Once he’d spent those years recording and performing on his own – and discovering he had an unearthly talent for whistling – he was ready to play with other musicians. In regards to the recording of Break It Yourself, he states that it was the first time he’d trusted other musicians to “use their creative instincts.”

“It’s the first time I’ve let more than just one other member of my band in the studio with me at a time,” he reveals. “It was just the four of us in a room, all facing each other, playing with no headphones and no separation between us, just learning the songs while the tape’s rolling.”

I mention that the record certainly has that feel to it, that it sounds as if there was a lot of trust in the making of it. Bird concurs, “Yes, [the mood] just happened, it’s the nature of having done it in eight days, in a farm in west Illinois. Living in a barn under one roof, eating together – there was definitely a mood out there. Late August, in the Midwest, in an old red barn!”

Finally, this scribe has to ask Bird about his unearthly whistling abilities. More specifically about his memorable turn in The Muppets, performing the jaw-dropping whistling finale of the film, where the character Walter finally discovers his hidden talent during a telethon the Muppets have thrown to save their rundown theatre from the clutches of a greedy oil tycoon.

“Well, I had my ear to the ground; I was living in LA for a period of time and I heard the film was in development,” Bird recalls fondly. “So I offered my services. All the songwriters were doing it on spec, and there were some pretty heavy people in there, doing it out of love for The Muppets!

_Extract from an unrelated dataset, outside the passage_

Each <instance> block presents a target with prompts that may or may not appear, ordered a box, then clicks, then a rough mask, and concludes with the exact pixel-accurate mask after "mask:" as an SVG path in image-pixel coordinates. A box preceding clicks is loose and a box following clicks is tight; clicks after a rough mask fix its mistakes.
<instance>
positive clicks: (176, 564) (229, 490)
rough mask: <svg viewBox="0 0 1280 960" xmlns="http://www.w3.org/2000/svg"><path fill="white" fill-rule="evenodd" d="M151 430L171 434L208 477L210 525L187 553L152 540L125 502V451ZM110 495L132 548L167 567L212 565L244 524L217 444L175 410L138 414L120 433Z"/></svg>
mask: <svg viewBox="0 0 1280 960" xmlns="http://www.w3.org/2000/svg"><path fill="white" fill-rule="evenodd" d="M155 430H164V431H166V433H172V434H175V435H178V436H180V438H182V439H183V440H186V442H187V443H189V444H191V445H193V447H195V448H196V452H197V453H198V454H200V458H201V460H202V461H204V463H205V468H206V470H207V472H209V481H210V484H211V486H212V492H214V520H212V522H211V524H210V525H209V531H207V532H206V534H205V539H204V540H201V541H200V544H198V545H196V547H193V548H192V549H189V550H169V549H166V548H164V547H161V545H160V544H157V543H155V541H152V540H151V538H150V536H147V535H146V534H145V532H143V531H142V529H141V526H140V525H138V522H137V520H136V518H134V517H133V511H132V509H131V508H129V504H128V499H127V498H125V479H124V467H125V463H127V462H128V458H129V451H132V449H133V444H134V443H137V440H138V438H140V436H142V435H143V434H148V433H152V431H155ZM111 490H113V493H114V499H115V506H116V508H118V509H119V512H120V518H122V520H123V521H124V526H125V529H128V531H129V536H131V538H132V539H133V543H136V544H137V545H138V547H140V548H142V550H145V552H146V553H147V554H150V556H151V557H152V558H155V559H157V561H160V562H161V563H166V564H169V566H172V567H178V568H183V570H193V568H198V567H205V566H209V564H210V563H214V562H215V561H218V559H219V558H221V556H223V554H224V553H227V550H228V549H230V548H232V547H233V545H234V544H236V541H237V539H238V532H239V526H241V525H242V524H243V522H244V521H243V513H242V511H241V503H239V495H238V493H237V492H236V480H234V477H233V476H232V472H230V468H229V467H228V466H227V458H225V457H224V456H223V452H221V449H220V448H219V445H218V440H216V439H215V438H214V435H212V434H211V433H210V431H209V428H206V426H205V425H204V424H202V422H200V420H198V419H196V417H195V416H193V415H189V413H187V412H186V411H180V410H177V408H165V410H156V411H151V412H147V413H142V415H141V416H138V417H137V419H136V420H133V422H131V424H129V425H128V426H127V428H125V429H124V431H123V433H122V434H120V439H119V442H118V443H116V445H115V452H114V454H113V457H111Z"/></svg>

“I got the script, and it was funny, I thought it was really good and had a nice sense of humour to it. So I wrote four or five songs, either with Walter or Kermit [the Frog] in mind that had to move the story along. And the part they ended up using was the whistling finale. It was fun, because I respected the director (James Bobin) and the music supervisor from Flight Of The Conchords (Bret McKenzie), and I respected what they were going for, so I didn’t mind doing revisions,” he laughs. “I was like, ‘Sure! Got it!’ It was so much fun.”